DOMRADIO.DE: Klimaschutz ist eine Gemeinschaftsaufgabe hinter der auch Kirchen stehen, nicht zuletzt wegen der Umwelt-Enzyklika von Papst Franziskus. Das Erzbistum Köln will bis 2030 auch klimaneutral sein. Was wird denn hier genau dafür getan? 

Gäste betreten das Kongresszentrum, in dem die UN-Weltklimakonferenz COP27 stattfindet. Die Klimakonferenz COP27 findet vom 6. November bis 18. November 2022 in Scharm El-Scheich, Ägypten statt. / © Peter Dejong/AP (dpa)
Gäste betreten das Kongresszentrum, in dem die UN-Weltklimakonferenz COP27 stattfindet. Die Klimakonferenz COP27 findet vom 6. November bis 18. November 2022 in Scharm El-Scheich, Ägypten statt. / © Peter Dejong/AP ( dpa )

Weingarten: Wir machen relativ viel. Bei uns bewegt sich gerade viel. Wir haben uns in den letzten zwei Jahren angeguckt: Wie viele Gebäude haben wir und wie viele CO2-Emissionen werden dort verursacht. Um dann Wege zu finden, wie wir das verändern können. Wir haben ab Januar eine neue Fachstelle, die sich nur um das Thema energetische Sanierung kümmert: Wie können wir Kindergärten oder Pfarrzentren energetisch so aufstellen, dass wir im Prinzip CO2-Emissionen vermeiden? Also da passiert viel! Wir machen auch viel im Bereich Biodiversität. Wir können über Naturschutz auch Klimaschutz betreiben. Also, wir sind gerade dabei, viele Dinge zu sähen und hoffen, da in den nächsten Jahren auch ernten zu können. 

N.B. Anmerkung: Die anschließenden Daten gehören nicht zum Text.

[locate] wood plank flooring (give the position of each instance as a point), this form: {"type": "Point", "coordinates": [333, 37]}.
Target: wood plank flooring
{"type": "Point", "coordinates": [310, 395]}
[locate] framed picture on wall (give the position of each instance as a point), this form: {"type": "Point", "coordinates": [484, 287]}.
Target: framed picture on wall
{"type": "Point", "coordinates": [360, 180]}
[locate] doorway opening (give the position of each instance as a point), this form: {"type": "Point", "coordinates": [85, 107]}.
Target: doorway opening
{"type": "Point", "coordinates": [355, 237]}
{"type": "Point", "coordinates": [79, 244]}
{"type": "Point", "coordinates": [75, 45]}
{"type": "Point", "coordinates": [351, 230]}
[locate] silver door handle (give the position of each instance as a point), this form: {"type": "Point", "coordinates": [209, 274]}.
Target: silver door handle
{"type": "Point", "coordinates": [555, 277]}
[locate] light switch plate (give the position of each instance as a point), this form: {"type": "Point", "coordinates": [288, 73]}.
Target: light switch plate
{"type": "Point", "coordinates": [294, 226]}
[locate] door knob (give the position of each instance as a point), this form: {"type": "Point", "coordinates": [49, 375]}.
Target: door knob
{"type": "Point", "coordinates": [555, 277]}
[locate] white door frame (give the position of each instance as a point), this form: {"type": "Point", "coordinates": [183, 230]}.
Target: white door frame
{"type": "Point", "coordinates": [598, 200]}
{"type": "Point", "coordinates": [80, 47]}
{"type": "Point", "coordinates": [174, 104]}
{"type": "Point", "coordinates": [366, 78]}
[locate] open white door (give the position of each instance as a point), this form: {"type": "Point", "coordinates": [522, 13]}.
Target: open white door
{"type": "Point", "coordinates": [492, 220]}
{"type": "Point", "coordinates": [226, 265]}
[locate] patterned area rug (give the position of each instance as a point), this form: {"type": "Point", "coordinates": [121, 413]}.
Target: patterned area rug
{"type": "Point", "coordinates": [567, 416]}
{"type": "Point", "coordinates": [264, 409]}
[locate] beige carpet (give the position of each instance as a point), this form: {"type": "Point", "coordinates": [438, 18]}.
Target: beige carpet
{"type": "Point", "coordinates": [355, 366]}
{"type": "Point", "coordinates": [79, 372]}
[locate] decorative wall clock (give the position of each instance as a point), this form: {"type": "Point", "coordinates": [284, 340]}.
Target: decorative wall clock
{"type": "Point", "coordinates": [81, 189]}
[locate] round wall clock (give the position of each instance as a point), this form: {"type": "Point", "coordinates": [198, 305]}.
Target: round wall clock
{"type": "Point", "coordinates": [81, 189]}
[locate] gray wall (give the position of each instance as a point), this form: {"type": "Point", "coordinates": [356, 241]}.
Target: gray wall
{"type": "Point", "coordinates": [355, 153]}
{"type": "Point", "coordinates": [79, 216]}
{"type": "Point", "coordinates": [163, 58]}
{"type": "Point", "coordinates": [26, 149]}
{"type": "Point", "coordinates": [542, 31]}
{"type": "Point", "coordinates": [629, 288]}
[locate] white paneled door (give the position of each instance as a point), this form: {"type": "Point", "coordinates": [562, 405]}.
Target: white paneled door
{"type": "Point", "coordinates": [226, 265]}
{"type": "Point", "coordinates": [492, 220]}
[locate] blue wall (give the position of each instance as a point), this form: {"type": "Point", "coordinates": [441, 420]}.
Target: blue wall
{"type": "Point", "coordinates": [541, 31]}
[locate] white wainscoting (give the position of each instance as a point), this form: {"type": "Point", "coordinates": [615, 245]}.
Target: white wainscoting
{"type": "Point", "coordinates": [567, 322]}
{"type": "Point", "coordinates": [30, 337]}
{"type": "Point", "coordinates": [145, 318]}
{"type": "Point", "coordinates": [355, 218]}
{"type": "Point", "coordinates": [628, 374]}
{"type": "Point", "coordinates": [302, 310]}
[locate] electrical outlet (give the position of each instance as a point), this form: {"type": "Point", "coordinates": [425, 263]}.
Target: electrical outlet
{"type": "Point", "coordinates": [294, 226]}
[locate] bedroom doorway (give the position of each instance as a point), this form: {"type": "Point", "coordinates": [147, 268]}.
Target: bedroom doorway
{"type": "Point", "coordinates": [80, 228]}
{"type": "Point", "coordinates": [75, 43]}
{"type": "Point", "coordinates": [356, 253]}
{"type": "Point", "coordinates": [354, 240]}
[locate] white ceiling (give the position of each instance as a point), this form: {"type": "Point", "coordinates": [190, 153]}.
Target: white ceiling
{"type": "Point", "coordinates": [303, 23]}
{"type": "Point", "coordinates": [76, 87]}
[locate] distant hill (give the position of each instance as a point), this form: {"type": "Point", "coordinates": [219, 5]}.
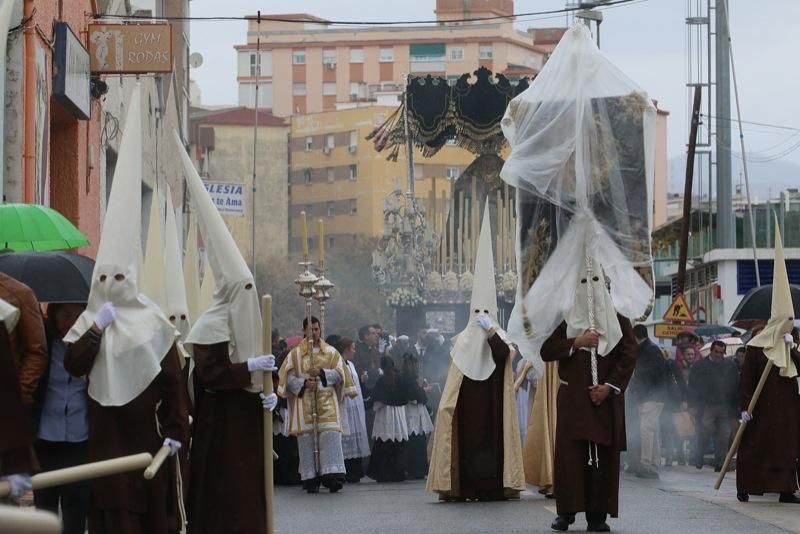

DOMRADIO.DE: Jetzt wollen wir als Christ, als Christin natürlich irgendwie doch selber auch etwas tun. Haben Sie einen Nachhaltigkeitsstipp, den Sie uns mit auf den Weg geben können, damit jeder und jede selbst einen Beitrag leisten kann fürs Klima? 

Weingarten: Die einfachsten Sachen sind: Weniger Autofahren. Auf 19 Grad heizen reicht oft und dann vielleicht eher eine Decke mit dazu nehmen. Und natürlich weniger Fleisch essen, denn das ist auch immer ein Punkt, der einfach viel CO2-Emissionen verursacht. Das ist zwar mittlerweile Konsens, aber auch da tun wir uns gerade in Deutschland noch sehr schwer. Also, wichtig ist, die großen Fische anzupacken, wo ich weiß, da verursache ich viel CO2 und das zu reduzieren. Immer mit dem Bewusstsein, dass ich vielleicht auf etwas verzichte, aber dafür etwas anderes gewinnen kann. Und letztendlich habe ich dann vielleicht auch ein bisschen Freude daran. Dann geht das Ganze ein bisschen einfacher. 

Das Interview führte Katharina Geiger.